Ava Khamseh

To attribute disease to cell type, and molecular features of cells to disease state, we need to define and distinguish cell types, sub-types and states. The Human Cell Atlas has taken a step in this direction by seeking to define all human cell types and their molecular features, most often gene expression, within a multidimensional ‘cell space’. Typing of cells is easiest when their lineages are well separated, and hardest when they are distinguished only by state (such as cell cycle phase, level of maturity, or response to stimulus) or spatial location. Approaches commonly used in the literature, including clustering, group cells based on proximity in expression space, thus yielding cell type definitions at relatively low-resolution.

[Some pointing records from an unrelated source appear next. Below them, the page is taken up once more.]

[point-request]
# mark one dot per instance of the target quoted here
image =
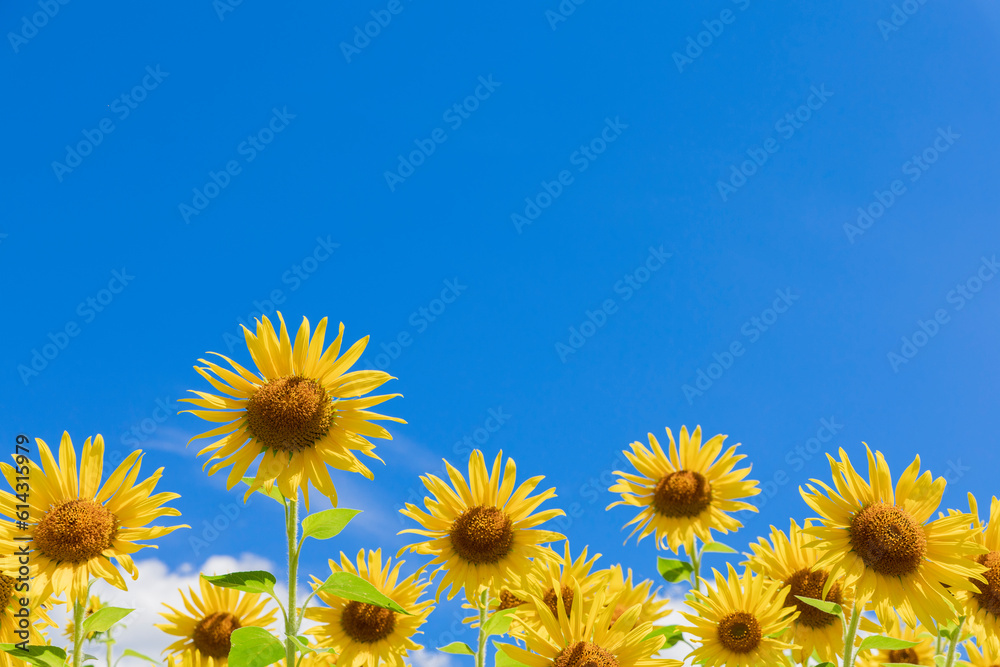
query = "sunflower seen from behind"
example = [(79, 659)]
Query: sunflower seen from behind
[(739, 621), (981, 605), (587, 636), (484, 531), (79, 529), (364, 634), (208, 619), (881, 541), (302, 411), (787, 559), (685, 493)]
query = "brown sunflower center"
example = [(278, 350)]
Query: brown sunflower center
[(809, 584), (585, 654), (76, 531), (551, 600), (682, 494), (290, 413), (988, 595), (6, 591), (888, 540), (211, 635), (508, 600), (904, 656), (739, 632), (366, 623), (482, 534)]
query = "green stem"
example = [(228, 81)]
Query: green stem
[(78, 613), (954, 642), (852, 630), (292, 615), (483, 613)]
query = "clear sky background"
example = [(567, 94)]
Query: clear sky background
[(260, 154)]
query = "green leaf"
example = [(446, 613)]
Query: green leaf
[(884, 643), (352, 587), (504, 660), (459, 648), (674, 570), (718, 548), (254, 647), (672, 634), (136, 654), (499, 622), (254, 581), (102, 619), (324, 525), (40, 656), (823, 605), (273, 494)]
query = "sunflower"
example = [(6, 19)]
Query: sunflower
[(921, 654), (76, 526), (587, 637), (481, 531), (302, 411), (555, 581), (739, 621), (981, 658), (787, 559), (981, 605), (652, 607), (686, 493), (361, 633), (881, 543), (93, 604), (208, 620)]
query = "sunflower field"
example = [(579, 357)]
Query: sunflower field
[(881, 573)]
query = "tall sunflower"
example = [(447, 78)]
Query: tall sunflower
[(207, 622), (739, 621), (921, 654), (981, 604), (788, 559), (556, 582), (587, 637), (302, 410), (361, 633), (685, 493), (881, 542), (76, 526), (481, 531)]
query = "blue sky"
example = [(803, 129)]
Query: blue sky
[(171, 171)]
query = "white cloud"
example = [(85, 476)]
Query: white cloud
[(157, 584)]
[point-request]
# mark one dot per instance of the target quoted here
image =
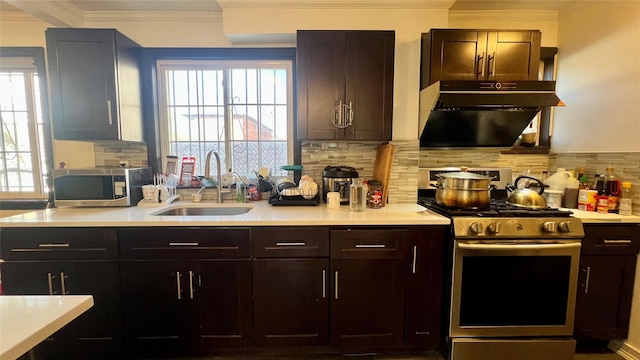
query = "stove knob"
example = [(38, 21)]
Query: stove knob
[(564, 226), (475, 228), (493, 228), (549, 226)]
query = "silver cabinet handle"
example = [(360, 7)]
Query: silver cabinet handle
[(109, 112), (178, 285), (324, 284), (586, 282), (302, 243), (481, 65), (413, 263), (191, 284), (62, 284), (50, 281), (622, 241)]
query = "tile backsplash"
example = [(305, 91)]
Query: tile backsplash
[(409, 157), (110, 153)]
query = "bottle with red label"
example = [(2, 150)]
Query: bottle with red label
[(614, 188)]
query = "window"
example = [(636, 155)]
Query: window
[(23, 167), (240, 109)]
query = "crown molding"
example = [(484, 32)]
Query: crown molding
[(499, 15), (18, 16), (332, 4), (152, 16), (60, 13)]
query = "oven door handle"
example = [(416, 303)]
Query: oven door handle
[(517, 246)]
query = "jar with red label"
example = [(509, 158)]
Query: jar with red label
[(374, 195)]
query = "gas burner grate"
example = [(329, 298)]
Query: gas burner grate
[(497, 208)]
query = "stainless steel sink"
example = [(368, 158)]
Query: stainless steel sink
[(205, 211)]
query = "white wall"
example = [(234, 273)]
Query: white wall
[(598, 77)]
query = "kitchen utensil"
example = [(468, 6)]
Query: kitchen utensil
[(338, 179), (463, 190), (526, 197), (382, 168)]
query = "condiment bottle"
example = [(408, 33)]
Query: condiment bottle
[(374, 195), (357, 195), (614, 188), (626, 199)]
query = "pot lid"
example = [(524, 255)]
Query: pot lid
[(463, 175)]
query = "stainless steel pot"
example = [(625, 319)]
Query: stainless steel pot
[(463, 190), (525, 197)]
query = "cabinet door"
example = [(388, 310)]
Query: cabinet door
[(94, 334), (320, 73), (156, 319), (425, 289), (367, 302), (291, 305), (369, 84), (603, 303), (513, 55), (83, 84), (456, 55), (223, 290)]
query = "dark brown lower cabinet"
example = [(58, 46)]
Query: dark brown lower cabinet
[(63, 261), (605, 286), (291, 305), (425, 288), (368, 279), (186, 292)]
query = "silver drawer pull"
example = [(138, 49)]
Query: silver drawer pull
[(617, 241)]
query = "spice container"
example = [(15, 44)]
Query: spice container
[(357, 195), (374, 195)]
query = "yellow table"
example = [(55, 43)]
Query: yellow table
[(27, 320)]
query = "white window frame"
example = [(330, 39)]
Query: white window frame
[(224, 65), (12, 64)]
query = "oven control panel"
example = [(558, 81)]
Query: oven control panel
[(517, 227)]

We introduce Stator, a novel method that finely resolves cell types, subtypes and states among cells whose transcriptomes appear homogeneous upon clustering.  Stator takes advantage of lowly-expressed as well as not-expressed genes, and can identify rare biological states (~0.2% of 10k single cells). The approach: (i) utilises structure learning, (ii) applies a model-free estimator of higher-order interactions to quantify expression dependencies amongst n-tuples of genes (beyond pair-wise), (iii) extracts significantly deviating combinatorial gene signatures (tuples) driving these higher-order gene dependencies, and finally (iv) combines tuples into Stator states when they commonly co-occur in the same cell. Typically, Stator labels a cell not just by type and sub-type but also by biological state, for example an immature interneuron in G2/M cell cycle phase. Stator generates molecular and cellular hypotheses for subsequent experimental testing. To facilitate this, we provide the Stator Shiny App (https://shiny.igc.ed.ac.uk/MFIs/). This flexible app takes the output of Stator’s Nextflow pipeline and - through an interactive and user-friendly interface - performs downstream analyses such as differential expression and gene ontology analyses amongst Stator states.